The standard approach to information retrieval in English involves tokenizing text into a sequence of words, stemming the words to their morphological roots, then tossing out stop words that are too frequent or non-discriminative. This is how the standard settings work in Apache’s Java-based Lucene search engine.
Taking this approach for Chinese would require being able to find the words. But the state of the art in Chinese word segmentation is only 97-98% or so on a relatively well-edited and homogeneous test set making up the third SIGHan segmentation bakeoff. And keep in mind that this is the usual average performance figure, with rarer words being harder to find. Out-of-training-vocabulary performance is at best 85%. Unfortunately, it’s those rarer words in the long tail, likes names, that are often the key disrciminative component of a query.
It turns out that you can go a very long way indexing Chinese using character unigrams and bigrams. That is, instead of breaking text into tokens, pull out all the characters and index those as if they were words, then pull out all the two-character sequences and index those the same way. This is what we did for Technorati. The evaluation on real queries showed what you’d expect: very good recall, but often poor precision because of unintended cross-word and sub-word effects. Consider an English example of the word sequence “and add it to your”, which would look like “andaddittoyour” without spaces. The problem is that without spaces, it matches the words “dad”, “toy”, “ditto”, “you”, and “our”. (In swear word filtering, naive replacement in subwords leads to the “clbuttic” mistake).
By the way, subword problems come up in English at an alarming rate. How many of you know that “Spider-man” is two words while “Batman” is only one? In looking at customer query logs for TV data, we saw that users have no idea how many spaces to put in many examples. We just expect our search engines to have solved that one for us. They actually solve this problem roughly the same way as we suggest for Chinese. (This is also a problem in noun compounding languages like German and Danish, or generally highly compounding languages like Turkish.)
The cross-word effects would be completely mitigated if we could teach Chinese query writers to insert spaces between words. I’m told this is impossible given the conventions of the language, but my reply is “where there’s a will, there’s a way”, and I think the adoption of Pinyin provides some direct support for my conjecture. But let’s suppose we can’t get the Chinese searchers to insert spaces; it won’t take care of the subword problem anyway.
So how can we improve precision for unigram and bigram indexing? Add words when we can find them and let TF/IDF sort out the weights. This is the idea behind this paper, which evaluates a number of such combinations:
Jian-Yun Nie, Jiangfeng Gao, Jian Zhang, and Ming Zhou. 2001. On the Use of Words and N-grams for Chinese Information Retrieval. Proceedings of the 5th International Workshop Information Retrieval with Asian Languages.
The best indexing seems to arise from a mixture of character unigrams, character bigrams and words.

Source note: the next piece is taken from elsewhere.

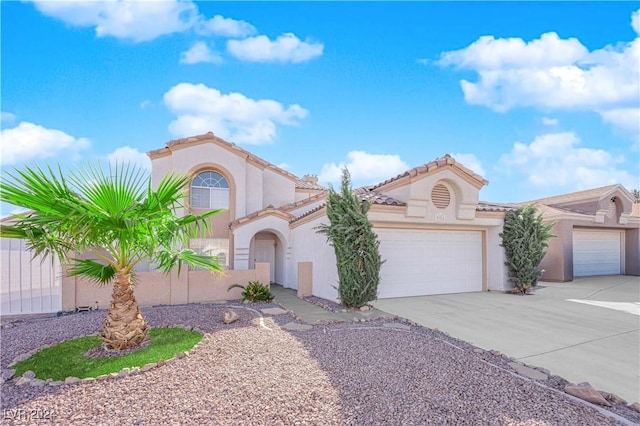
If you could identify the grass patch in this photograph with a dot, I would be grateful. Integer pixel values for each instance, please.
(67, 358)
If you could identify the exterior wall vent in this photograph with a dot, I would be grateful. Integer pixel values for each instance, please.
(440, 196)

So how do we get the words? Two ways, for maximal precision and control. First, we use a dictionary. We can build an efficient tokenizer to find dictionary words using LingPipe’s Aho-Corasick implementation
dict.ExactDictionaryChunker, the use of which is described in the javadoc and in the named entity tutorial. Just make sure you use the right tokenizer, which for Chinese would be the
tokenizer.CharacterTokenizerFactory. A dedicated implementation would be faster than going through tokenizers, given that we’re treating each character as a token.
As to where to find a dictionary, that’s up to you. Training data is still available on the old SIGHan site or from LDC.
The second approach to word spotting can be approximate, and for that, we recommend our noisy channel Chinese word segmenter, as described in our tutorial on Chinese word segmentation.
The only fiddly bits of coding are wrapping up our dictionary chunker and chinese word segmenter as Lucene analyzers (see
lucene.analysis.Analyzer. You can see how to adapt LingPipe tokenizer factories for use as Lucene analyzers in our new sandbox project LingMed; look for the top-level
read-me.html file and the adapter implementation for LingPipe tokenizers in
We’ve sidestepped the fact that Chinese has two distinct ways of rendering characters, traditional Chinese characters (used mainly in Taiwan and Hong Kong and among ex-pats) and simplifed Chinese characters (used primarily on the mainland). The unicode standard, of course, contains both.
It’s a simple matter to load a single dictionary on both types of characters, and a single word segmenter operating over both types of characters. We’ve had good luck in training multilingual (English/Hindi) named entity extractors. It works because it relies on local context to predict words, and local context is almost always homogeneous in character set. That way, you can handle docs with mixed character sets and don’t have to do a character set ID pass up front (which is tricky, because the code points overlap in unicode and queries are often short).
We should point out that this method can also work for Japanese. Though you might want to up the n-gram count for the syllabic characters in Hirigana and Katakana, while keeping 1-grams and 2-grams for the imported Chinese ideograms making up Kanji.